Since the start of the project, we have made substantial progress in both theoretical and practical directions, focusing on developing algorithms that are safe, complete, and efficient. Our work has addressed key challenges in computer science and bioinformatics, leading to significant advancements across multiple research directions.
We created safe and complete algorithms for walks in directed graphs, including the development of linear-time safe and complete algorithms for Eulerian cycles and edge-covering closed walks. These algorithms are pioneering in addressing fundamental reachability problems, uncovering structural properties of the graphs that can benefit further theoretical research but also applications.
We next focused on modeling the genome assembly problem, where we introduced novel concepts like "cut paths" and "remainder structure" as tools for obtaining safe and complete algorithms. These algorithms have been integrated into popular genome assembly tools, enhancing their performance and demonstrating improvements in assembly contiguity, especially on metagenomic datasets.
Then, we tackled safe walks concerning path-finding problems with objective functions, such as Minimum Path Cover (MPC) and network flow decomposition. We achieved groundbreaking results, including the first linear-time parameterized algorithm for MPC, and developed the first efficient solutions for (minimum) flow decomposition problems via integer linear programming, significantly advancing the field.

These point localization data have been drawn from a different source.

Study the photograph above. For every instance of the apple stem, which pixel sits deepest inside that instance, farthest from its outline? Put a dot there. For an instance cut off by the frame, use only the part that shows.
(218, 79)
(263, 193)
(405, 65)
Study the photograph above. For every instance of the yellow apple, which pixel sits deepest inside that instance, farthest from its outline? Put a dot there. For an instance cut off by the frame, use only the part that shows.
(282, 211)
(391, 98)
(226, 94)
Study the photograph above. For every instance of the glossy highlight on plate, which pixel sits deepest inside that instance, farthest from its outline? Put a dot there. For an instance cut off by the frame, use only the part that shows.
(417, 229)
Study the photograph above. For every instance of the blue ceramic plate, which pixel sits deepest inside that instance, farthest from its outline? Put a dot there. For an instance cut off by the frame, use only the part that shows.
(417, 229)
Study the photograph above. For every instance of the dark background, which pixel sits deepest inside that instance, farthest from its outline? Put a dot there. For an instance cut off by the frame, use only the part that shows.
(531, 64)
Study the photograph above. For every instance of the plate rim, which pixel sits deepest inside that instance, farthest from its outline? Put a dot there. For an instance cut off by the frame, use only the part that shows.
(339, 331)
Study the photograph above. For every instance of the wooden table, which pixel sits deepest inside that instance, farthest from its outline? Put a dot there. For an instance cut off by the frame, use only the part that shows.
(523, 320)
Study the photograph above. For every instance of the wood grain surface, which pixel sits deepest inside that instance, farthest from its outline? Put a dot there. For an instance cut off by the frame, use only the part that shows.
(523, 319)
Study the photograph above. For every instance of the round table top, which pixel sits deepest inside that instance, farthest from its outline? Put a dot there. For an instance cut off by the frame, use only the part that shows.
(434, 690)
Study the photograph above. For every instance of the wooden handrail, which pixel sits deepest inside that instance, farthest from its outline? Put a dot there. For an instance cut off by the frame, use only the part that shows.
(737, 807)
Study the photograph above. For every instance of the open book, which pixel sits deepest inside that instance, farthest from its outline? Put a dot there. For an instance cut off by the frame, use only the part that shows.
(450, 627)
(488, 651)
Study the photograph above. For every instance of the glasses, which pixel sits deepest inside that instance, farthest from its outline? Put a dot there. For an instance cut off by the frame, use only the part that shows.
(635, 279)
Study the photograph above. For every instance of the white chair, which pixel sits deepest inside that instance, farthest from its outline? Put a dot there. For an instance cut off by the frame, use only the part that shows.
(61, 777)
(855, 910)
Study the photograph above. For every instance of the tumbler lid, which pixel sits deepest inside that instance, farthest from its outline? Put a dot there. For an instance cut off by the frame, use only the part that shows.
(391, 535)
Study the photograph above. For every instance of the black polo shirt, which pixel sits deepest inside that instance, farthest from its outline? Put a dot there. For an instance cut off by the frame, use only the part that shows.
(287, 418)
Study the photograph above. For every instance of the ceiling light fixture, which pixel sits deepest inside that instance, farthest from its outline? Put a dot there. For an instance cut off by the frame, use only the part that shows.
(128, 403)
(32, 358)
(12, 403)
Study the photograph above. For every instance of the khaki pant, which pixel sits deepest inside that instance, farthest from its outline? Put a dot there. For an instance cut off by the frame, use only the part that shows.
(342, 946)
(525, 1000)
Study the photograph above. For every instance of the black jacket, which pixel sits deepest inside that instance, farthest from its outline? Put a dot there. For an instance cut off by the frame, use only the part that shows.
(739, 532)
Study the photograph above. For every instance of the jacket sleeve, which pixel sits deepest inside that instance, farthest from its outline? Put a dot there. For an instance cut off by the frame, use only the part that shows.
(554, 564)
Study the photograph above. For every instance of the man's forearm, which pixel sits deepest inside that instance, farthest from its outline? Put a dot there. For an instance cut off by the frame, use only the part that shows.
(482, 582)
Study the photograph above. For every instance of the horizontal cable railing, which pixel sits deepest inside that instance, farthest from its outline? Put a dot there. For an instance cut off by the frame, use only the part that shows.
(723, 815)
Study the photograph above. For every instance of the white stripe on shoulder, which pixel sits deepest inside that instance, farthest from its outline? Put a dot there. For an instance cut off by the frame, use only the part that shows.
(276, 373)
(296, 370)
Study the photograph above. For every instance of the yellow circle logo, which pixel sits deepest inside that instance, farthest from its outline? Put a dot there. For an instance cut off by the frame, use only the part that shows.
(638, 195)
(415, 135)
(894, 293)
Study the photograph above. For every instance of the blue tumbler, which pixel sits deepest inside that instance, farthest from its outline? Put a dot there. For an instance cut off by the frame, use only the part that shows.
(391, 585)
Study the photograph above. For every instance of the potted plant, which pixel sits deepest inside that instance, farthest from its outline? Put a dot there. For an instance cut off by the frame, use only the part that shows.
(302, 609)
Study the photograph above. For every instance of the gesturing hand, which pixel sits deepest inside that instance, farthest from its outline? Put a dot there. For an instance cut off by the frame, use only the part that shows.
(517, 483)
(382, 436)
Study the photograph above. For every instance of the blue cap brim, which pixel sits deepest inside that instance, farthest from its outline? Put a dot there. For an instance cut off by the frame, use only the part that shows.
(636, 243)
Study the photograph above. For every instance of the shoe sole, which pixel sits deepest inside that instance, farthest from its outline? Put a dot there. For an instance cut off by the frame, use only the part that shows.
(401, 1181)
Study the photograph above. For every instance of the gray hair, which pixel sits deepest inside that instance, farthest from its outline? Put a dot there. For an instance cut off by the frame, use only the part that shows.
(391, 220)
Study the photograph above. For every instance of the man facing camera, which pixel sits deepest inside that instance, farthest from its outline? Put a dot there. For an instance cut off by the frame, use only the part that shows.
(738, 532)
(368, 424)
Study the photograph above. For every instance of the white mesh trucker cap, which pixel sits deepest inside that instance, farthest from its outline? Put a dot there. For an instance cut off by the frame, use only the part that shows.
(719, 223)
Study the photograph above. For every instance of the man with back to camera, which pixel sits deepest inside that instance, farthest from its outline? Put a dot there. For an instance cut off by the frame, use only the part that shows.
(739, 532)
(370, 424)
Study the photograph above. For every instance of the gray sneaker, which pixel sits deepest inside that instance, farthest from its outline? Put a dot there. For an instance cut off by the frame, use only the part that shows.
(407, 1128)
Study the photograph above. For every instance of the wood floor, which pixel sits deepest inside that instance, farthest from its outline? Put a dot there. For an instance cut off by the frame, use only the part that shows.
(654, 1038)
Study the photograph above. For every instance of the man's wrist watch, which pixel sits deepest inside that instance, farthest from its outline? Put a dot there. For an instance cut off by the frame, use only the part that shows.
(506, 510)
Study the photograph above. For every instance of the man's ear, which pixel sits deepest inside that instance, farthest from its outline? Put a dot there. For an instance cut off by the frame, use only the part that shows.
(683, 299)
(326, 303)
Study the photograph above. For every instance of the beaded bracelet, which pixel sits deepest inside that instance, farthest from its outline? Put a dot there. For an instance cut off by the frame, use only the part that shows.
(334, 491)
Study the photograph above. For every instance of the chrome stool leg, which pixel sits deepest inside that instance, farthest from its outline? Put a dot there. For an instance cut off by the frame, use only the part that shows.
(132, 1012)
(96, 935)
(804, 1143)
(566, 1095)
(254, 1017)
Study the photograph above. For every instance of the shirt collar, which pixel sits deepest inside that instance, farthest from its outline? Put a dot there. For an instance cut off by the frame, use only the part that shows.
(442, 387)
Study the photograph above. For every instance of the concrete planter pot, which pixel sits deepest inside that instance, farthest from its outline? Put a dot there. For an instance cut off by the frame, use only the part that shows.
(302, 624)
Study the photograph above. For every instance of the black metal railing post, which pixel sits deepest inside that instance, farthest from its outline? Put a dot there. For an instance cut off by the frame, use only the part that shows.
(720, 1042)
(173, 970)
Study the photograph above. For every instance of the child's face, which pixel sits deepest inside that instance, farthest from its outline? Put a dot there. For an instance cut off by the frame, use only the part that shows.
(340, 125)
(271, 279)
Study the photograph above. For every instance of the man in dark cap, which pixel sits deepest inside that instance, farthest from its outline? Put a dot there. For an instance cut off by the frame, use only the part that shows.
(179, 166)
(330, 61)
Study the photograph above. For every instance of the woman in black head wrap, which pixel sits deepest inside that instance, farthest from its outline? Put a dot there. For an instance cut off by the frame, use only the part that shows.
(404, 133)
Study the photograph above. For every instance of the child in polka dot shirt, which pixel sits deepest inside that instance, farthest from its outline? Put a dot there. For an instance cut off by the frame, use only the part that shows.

The next results focused on pangenome graphs. We developed the tool GraphChainer, a read-to-pangenome graph aligner, and more generally explored faster solutions for string-to-graph problems. Our work on safe partial alignments for protein sequences offers promising applications in predicting stable protein structures.
Finally, we established lower bounds for our algorithms, proving their optimality and exploring variants of safety in graph and string matching problems. We also proved fine-grained complexity lower bounds for the problem of finding an occurrence of a string in a labeled graph.
Overall, our project's core methodology of outputting "safe partial solutions" has provided novel insights into algorithmic problems with multiple solutions. This approach has led to deep theoretical results and practical applications, particularly in genome assembly, where integrating safe algorithms improved assembly contiguity and incorporated data features like abundances.